As of March 31, 2017, the Term Loan and Revolving Credit Facility bore interest at a rate equal to One Month LIBOR plus 200 basis points. The interest rate is subject to an increase of 200 basis points if an event of default exists under the Credit Agreement. The Company is required to pay a commitment fee on the average daily unused portion of the Revolving Credit Facility, based on the Applicable Margin which was 0.30% as of March 31, 2017.

The Company has the right at any time and from time to time to prepay any borrowing, in whole or in part, without premium or penalty, by giving irrevocable written notice (or telephonic notice promptly confirmed in writing) except that such notice shall be revocable if a prepayment is being made in anticipation of concluding a financing arrangement, and the Company is ultimately unable to secure such financing arrangement. The Company is required to prepay the Senior Credit Facilities under certain circumstances including from net cash proceeds from asset sales or dispositions in excess of certain thresholds, as well as from net cash proceeds from the issuance of certain debt by the Company.

The Credit Agreement contains customary representations, warranties, and affirmative covenants. The Credit Agreement also contains customary negative covenants, subject to some exceptions, on (i) indebtedness and preferred equity, (ii) liens, (iii) fundamental changes, (iv) investments, (v) restricted payments, and (vi) sale of assets and certain other restrictive agreements.
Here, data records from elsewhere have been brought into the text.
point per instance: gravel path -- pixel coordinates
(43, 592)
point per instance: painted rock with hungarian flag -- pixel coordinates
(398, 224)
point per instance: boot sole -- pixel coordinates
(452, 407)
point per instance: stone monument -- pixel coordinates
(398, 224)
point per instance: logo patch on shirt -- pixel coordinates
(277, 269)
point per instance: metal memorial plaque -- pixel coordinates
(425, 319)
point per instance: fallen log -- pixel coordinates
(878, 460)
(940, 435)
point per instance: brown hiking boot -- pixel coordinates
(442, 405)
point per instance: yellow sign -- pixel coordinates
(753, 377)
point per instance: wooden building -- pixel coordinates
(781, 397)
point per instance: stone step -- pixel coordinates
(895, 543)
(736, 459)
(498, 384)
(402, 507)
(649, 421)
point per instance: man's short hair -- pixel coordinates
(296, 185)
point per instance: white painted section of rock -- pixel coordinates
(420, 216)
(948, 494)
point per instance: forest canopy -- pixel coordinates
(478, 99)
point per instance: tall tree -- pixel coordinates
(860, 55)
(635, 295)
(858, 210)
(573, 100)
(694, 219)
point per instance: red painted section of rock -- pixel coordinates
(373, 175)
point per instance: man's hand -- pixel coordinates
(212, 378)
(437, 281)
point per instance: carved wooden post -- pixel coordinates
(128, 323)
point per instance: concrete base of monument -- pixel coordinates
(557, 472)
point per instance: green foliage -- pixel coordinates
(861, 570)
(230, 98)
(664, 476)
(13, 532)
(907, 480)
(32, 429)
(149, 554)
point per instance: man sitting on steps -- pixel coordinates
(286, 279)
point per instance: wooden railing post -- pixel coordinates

The Credit Agreement also contains customary events of default, such as payment defaults, cross-defaults to other material indebtedness, bankruptcy and insolvency, the occurrence of a defined change in control and the failure to observe the negative covenants and other covenants related to the operation of the Company’s business.

The Credit Agreement also includes two financial covenants: (i) limiting a maximum Consolidated Total Leverage ratio (as defined therein) to be no greater than 3.50:1.00 for the fiscal quarters ending September 30, 2016 through June 30, 2017, 3.25:1.00 for the fiscal quarters ending September 30, 2017 through June 30, 2018, and 3.00:1.00 for each fiscal quarter ending thereafter and as adjusted pursuant to a Qualified Permitted Acquisition (as defined therein); and (ii) requiring a minimum Consolidated Fixed Charge Coverage ratio (as defined therein) as of the end of each fiscal quarter of 1.50:1.00. As of March 31, 2017, the Company was in compliance with the financial covenants and other covenants contained in the Credit Agreement.
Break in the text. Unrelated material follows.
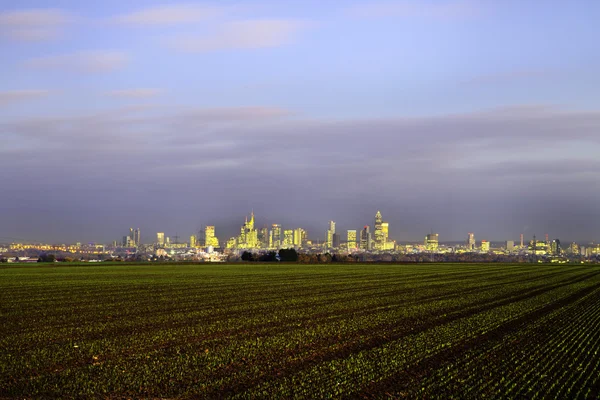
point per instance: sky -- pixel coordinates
(449, 116)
The obligations under the Credit Agreement are guaranteed by all of the Company’s domestic wholly-owned subsidiaries. The obligations under the Credit Agreement are secured by a first-priority security interest in the Collateral (as defined therein).
As of March 31, 2017, the Company had $22.1 million letters of credit outstanding and $77.9 million available under the Revolving Credit Facility. The letters of credit relate to the Company’s workers’ compensation and professional liability insurance policies.